Delete your personal information
After you’ve saved your important files, it’s time to start erasing all the potentially sensitive information on your computer. As you begin this process, remember this: Just deleting your files is not enough. Although they may look like they’re gone for good, any determined hacker would be able to recover the files without too much difficulty. To protect yourself from identity theft, permanently erase your personal information.
If you’re donating or recycling your computer, you never truly know where it’s going to end up. That’s why before you wipe your hard drive, there are some steps you should take first. It may seem like overkill, but it’s better to be safe than sorry.
To start, delete your files. Yes, they could be recovered if you don’t complete the process of wiping your hard drive, but it’s still a good first step.
Next, sign out of any accounts connected to your device. These will be things like Microsoft Office 365, iTunes or other programs that you’ve previously permitted to access your computer. You want to deauthorize these accounts so they can’t be used to steal your private information.
Next, you want to uninstall those programs and any others that link to online accounts or were downloaded after you got the computer. Programs can store personal information, even if you can’t see it, so it’s a good idea to get rid of these before taking the final step in the process.
After doing all this, you can finally wipe the hard drive. There are programs you can buy that will do this for you, and most are relatively cheap. However, a simpler option may be to perform a factory reset. A factory reset returns your computer to its “original” state just like when it was fresh out of the box. For details on how to perform a factory reset, you’ll have to find instructions for your specific operating system and device.
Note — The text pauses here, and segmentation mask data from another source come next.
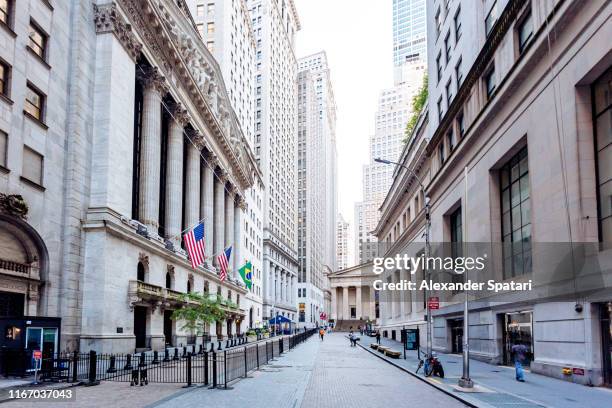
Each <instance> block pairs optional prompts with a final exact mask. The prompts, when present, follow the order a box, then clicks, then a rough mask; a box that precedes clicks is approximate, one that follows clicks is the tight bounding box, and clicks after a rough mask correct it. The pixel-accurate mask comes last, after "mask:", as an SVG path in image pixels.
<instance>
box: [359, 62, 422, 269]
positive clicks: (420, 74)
mask: <svg viewBox="0 0 612 408" xmlns="http://www.w3.org/2000/svg"><path fill="white" fill-rule="evenodd" d="M399 69H400V70H401V72H402V73H403V74H402V82H400V83H399V84H397V85H395V86H394V87H392V88H389V89H385V90H383V91H382V92H381V93H380V96H379V99H378V110H377V112H376V128H375V132H374V135H373V136H371V137H370V163H369V164H366V165H365V166H363V201H362V202H359V203H356V204H355V228H356V230H355V238H356V247H355V254H356V257H357V260H358V261H359V262H360V263H362V262H366V261H368V260H370V259H372V258H373V257H374V256H376V249H377V244H376V237H374V236H373V235H372V234H371V232H372V231H373V230H374V228H376V225H377V224H378V219H379V212H378V208H379V207H380V205H381V204H382V202H383V200H384V199H385V196H386V195H387V192H388V191H389V187H390V186H391V182H392V175H393V170H394V167H393V166H389V165H386V164H379V163H376V162H374V159H376V158H379V157H380V158H383V159H387V160H392V161H396V160H397V159H398V158H399V155H400V153H401V151H402V148H403V146H404V143H403V140H404V139H405V137H406V135H405V129H406V123H408V119H409V118H410V115H411V114H412V108H411V102H412V97H413V96H414V95H415V94H416V93H417V91H418V89H419V87H420V86H421V84H422V81H423V75H424V74H425V72H426V65H425V63H424V62H421V61H414V62H405V63H404V64H403V65H402V66H401V67H399Z"/></svg>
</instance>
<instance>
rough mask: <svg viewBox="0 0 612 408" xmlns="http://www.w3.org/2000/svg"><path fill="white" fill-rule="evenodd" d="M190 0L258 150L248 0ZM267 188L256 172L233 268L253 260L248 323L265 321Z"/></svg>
mask: <svg viewBox="0 0 612 408" xmlns="http://www.w3.org/2000/svg"><path fill="white" fill-rule="evenodd" d="M187 4H188V6H189V10H190V12H191V15H192V17H193V19H194V21H195V23H196V28H197V31H198V33H199V34H200V36H201V37H202V39H203V40H204V44H206V48H208V51H210V53H211V54H212V55H213V56H214V57H215V60H217V62H218V63H219V67H220V68H221V72H222V73H223V79H224V81H225V84H226V87H227V91H228V94H229V97H230V100H231V102H232V107H233V108H234V111H235V112H236V115H237V116H238V121H239V123H240V126H241V127H242V132H243V134H244V136H245V138H246V140H247V143H248V145H249V147H250V149H249V153H250V154H253V153H254V151H255V78H256V77H255V51H256V43H255V33H254V32H253V24H252V22H251V14H250V12H249V9H248V7H247V2H246V0H234V1H231V2H230V1H218V2H213V1H205V0H188V1H187ZM263 192H264V181H263V178H262V174H261V173H260V172H257V174H255V183H254V185H253V187H251V188H250V189H249V190H248V191H246V192H245V203H246V208H245V211H244V222H243V223H241V225H240V228H241V234H240V236H241V240H240V242H235V243H234V245H236V246H238V245H240V247H241V251H240V252H239V253H240V259H235V263H234V265H235V267H234V268H233V271H232V274H233V276H234V277H235V278H237V279H239V278H238V277H237V276H236V271H237V269H238V268H240V267H241V266H242V265H243V264H244V262H245V261H250V262H251V264H252V265H253V286H252V288H251V292H250V293H249V294H248V295H247V300H251V301H252V302H253V304H252V305H247V306H248V316H249V318H248V326H249V327H258V326H260V325H261V324H262V323H263V321H262V319H263V310H262V295H263V293H262V291H263V288H262V276H261V275H262V270H263V268H262V264H263V242H262V241H263V213H262V208H263Z"/></svg>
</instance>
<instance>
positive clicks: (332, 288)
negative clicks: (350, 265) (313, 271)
mask: <svg viewBox="0 0 612 408" xmlns="http://www.w3.org/2000/svg"><path fill="white" fill-rule="evenodd" d="M331 292H332V305H331V306H332V310H331V318H332V319H335V320H339V318H338V288H335V287H332V288H331Z"/></svg>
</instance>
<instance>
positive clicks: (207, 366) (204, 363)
mask: <svg viewBox="0 0 612 408" xmlns="http://www.w3.org/2000/svg"><path fill="white" fill-rule="evenodd" d="M204 385H208V352H207V351H205V352H204Z"/></svg>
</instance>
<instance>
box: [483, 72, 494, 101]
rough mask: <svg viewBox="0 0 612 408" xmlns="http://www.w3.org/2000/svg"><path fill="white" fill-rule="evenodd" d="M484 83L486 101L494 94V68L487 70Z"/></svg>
mask: <svg viewBox="0 0 612 408" xmlns="http://www.w3.org/2000/svg"><path fill="white" fill-rule="evenodd" d="M484 82H485V90H486V91H487V99H490V98H491V96H492V95H493V92H495V87H496V86H497V85H496V84H495V66H492V67H491V68H489V70H488V71H487V73H486V74H485V78H484Z"/></svg>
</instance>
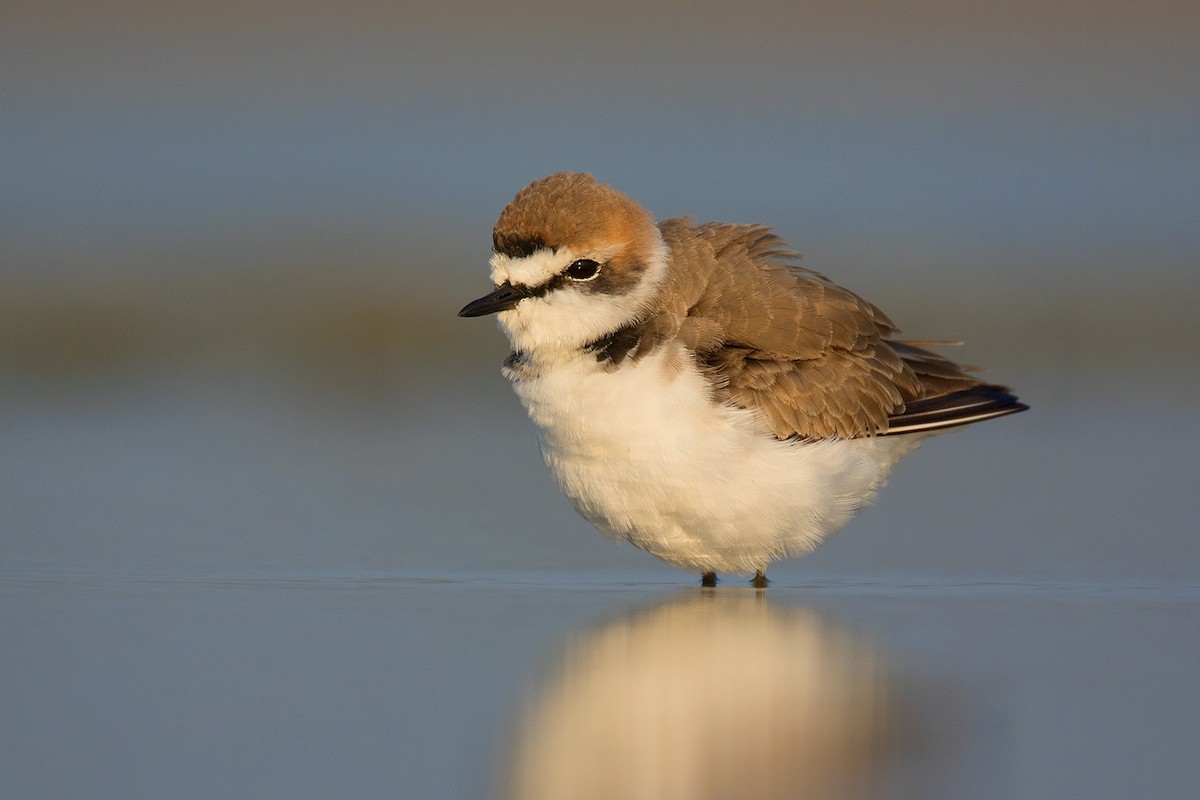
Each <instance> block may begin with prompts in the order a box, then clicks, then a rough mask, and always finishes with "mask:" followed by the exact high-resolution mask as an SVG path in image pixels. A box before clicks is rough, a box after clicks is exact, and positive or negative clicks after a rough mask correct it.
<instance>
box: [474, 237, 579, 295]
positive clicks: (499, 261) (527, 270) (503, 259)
mask: <svg viewBox="0 0 1200 800" xmlns="http://www.w3.org/2000/svg"><path fill="white" fill-rule="evenodd" d="M576 258H578V255H576V254H575V253H572V252H571V249H570V248H568V247H564V248H563V249H559V251H552V249H548V248H542V249H539V251H534V252H533V253H532V254H530V255H524V257H522V258H511V257H509V255H505V254H504V253H493V254H492V260H491V261H490V264H491V266H492V283H494V284H496V285H499V284H502V283H512V284H516V285H523V287H540V285H542V284H544V283H546V282H547V281H550V279H551V278H552V277H554V276H556V275H558V273H559V272H562V271H563V270H564V269H566V265H568V264H570V263H571V261H574V260H575V259H576Z"/></svg>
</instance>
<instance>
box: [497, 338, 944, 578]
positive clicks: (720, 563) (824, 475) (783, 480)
mask: <svg viewBox="0 0 1200 800" xmlns="http://www.w3.org/2000/svg"><path fill="white" fill-rule="evenodd" d="M518 372H520V373H521V374H517V375H516V377H515V380H514V384H515V387H516V392H517V395H518V396H520V397H521V401H522V403H524V405H526V409H527V410H528V411H529V416H530V417H532V419H533V421H534V422H535V423H536V425H538V427H539V429H540V437H539V439H540V444H541V450H542V456H544V457H545V459H546V464H547V465H548V467H550V469H551V471H552V473H553V474H554V477H556V479H557V480H558V483H559V486H560V487H562V489H563V492H564V493H565V494H566V495H568V497H569V498H570V499H571V501H572V503H574V504H575V507H576V509H577V510H578V511H580V513H581V515H583V516H584V517H586V518H587V519H588V521H589V522H592V523H593V524H594V525H596V527H598V528H599V529H600V530H602V531H604V533H605V534H607V535H610V536H613V537H618V539H624V540H628V541H630V542H632V543H634V545H636V546H637V547H640V548H642V549H644V551H647V552H649V553H653V554H654V555H656V557H659V558H661V559H664V560H666V561H668V563H671V564H674V565H677V566H680V567H684V569H689V570H696V571H700V572H708V571H719V572H740V573H744V572H752V571H754V570H761V569H764V567H766V566H767V564H768V563H769V561H772V560H775V559H779V558H784V557H786V555H796V554H800V553H805V552H808V551H811V549H812V548H814V547H816V546H817V545H818V543H821V541H822V540H823V539H824V537H826V536H828V535H829V534H832V533H834V531H835V530H838V529H839V528H840V527H841V525H842V524H845V522H846V521H847V519H850V517H851V516H852V515H853V513H854V512H856V511H858V509H860V507H862V506H863V505H864V504H865V503H868V501H870V499H871V498H872V497H874V494H875V492H876V489H877V488H878V487H880V486H882V483H883V481H884V479H886V477H887V474H888V473H889V471H890V469H892V467H893V465H894V464H895V463H896V462H898V461H899V459H900V458H901V457H902V456H905V455H906V453H908V452H911V451H912V450H913V449H916V447H917V445H918V444H919V443H920V439H922V438H924V437H923V435H920V434H918V435H914V437H884V438H877V439H853V440H829V441H817V443H796V441H780V440H779V439H775V438H774V437H773V435H770V433H768V431H767V428H766V426H763V425H762V423H761V422H760V420H758V417H757V415H756V414H755V413H752V411H748V410H745V409H738V408H731V407H725V405H716V404H714V403H713V402H712V401H710V396H709V389H708V384H707V381H706V380H704V378H703V377H702V375H701V374H700V372H698V371H697V369H696V367H695V365H694V362H692V360H691V357H690V354H688V351H686V350H685V349H684V348H682V347H678V345H667V347H662V348H659V349H658V350H656V351H654V353H652V354H650V355H647V356H646V357H643V359H642V360H640V361H637V362H635V363H631V362H629V361H626V362H624V363H622V365H620V366H619V367H618V368H616V369H612V371H606V369H605V368H604V367H602V366H600V365H598V363H596V361H595V357H594V356H592V355H581V356H580V357H578V359H575V360H572V361H569V362H566V363H560V365H556V366H554V367H553V368H550V367H545V368H541V369H538V371H528V372H529V374H524V372H526V371H518Z"/></svg>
Here are some resources for PC owners, and here are some resources for Mac owners.
If you really want to be sure no one can ever access your information, you must physically destroy the components inside the computer. You can do this by drilling holes in the hard drive or by literally smashing it with a hammer. It may seem crude, but it can be an effective way to protect yourself from identity theft. Just make sure you collect any bits of smashed material so they can be disposed of properly.
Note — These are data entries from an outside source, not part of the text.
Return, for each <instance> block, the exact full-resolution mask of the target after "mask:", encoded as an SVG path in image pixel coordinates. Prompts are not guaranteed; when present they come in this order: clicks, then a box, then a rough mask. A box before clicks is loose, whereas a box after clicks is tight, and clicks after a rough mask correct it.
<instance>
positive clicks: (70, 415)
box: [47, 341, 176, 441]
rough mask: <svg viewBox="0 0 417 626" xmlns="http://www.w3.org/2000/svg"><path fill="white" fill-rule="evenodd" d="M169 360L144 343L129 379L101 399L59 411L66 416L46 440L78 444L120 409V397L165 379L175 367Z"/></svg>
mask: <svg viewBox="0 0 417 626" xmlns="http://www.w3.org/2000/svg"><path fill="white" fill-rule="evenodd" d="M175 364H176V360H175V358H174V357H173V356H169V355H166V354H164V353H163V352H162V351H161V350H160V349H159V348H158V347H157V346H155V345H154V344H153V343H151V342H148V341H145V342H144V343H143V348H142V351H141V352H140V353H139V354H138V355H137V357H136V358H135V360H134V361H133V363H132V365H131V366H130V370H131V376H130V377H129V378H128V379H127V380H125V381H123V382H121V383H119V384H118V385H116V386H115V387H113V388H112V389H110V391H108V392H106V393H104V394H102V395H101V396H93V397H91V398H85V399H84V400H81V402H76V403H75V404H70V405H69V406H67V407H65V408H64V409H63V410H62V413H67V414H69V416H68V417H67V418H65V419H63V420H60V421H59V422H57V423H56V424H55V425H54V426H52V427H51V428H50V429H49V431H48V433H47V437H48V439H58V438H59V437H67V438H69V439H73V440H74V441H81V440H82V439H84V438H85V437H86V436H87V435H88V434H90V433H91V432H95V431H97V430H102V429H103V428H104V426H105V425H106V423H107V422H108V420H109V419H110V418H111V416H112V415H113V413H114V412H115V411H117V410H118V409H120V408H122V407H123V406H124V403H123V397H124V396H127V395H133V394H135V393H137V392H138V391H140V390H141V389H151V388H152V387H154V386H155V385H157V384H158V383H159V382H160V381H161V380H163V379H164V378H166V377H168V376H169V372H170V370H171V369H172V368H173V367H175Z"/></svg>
Getting rid of your old computer
Once you’ve saved the files you want to keep and cleared your hard drive of any personal information, it’s time to get rid of your old computer. You have a few options here, but the important thing is that you should never just throw your computer in the trash. Laptops, desktop computers, and tablets all have potentially toxic materials that can pollute our air and water if they end up in a landfill.
Instead of just throwing your computer away, here are some better options:
Most cities have multiple places to recycle your old electronics. It could be through your city or town, or a major retailer. Best Buy and Staples are perhaps the biggest retailers that offer free electronics recycling. Do a quick search, and you’re sure to find a location near you that accepts electronic waste.
Unfortunately, some disreputable “recycling” services end up throwing things away. So if possible, make sure whichever option you choose to recycle your computer is part of the e-Stewards network, which is dedicated to recycling electronics responsibly.
Trade it in
Some companies will allow you to trade in your old computer for a discount when you buy a new device. If you’re in the market for a new computer, ask your local retailer if they accept trade-ins.
Your computer might seem old to you, but to others, it could be a dream come true. Many nonprofit organizations collect and send donated computers to developing countries where children and adults can advance their digital skills and connect with the world. If you have a working device you no longer want, consider donating it to someone in need.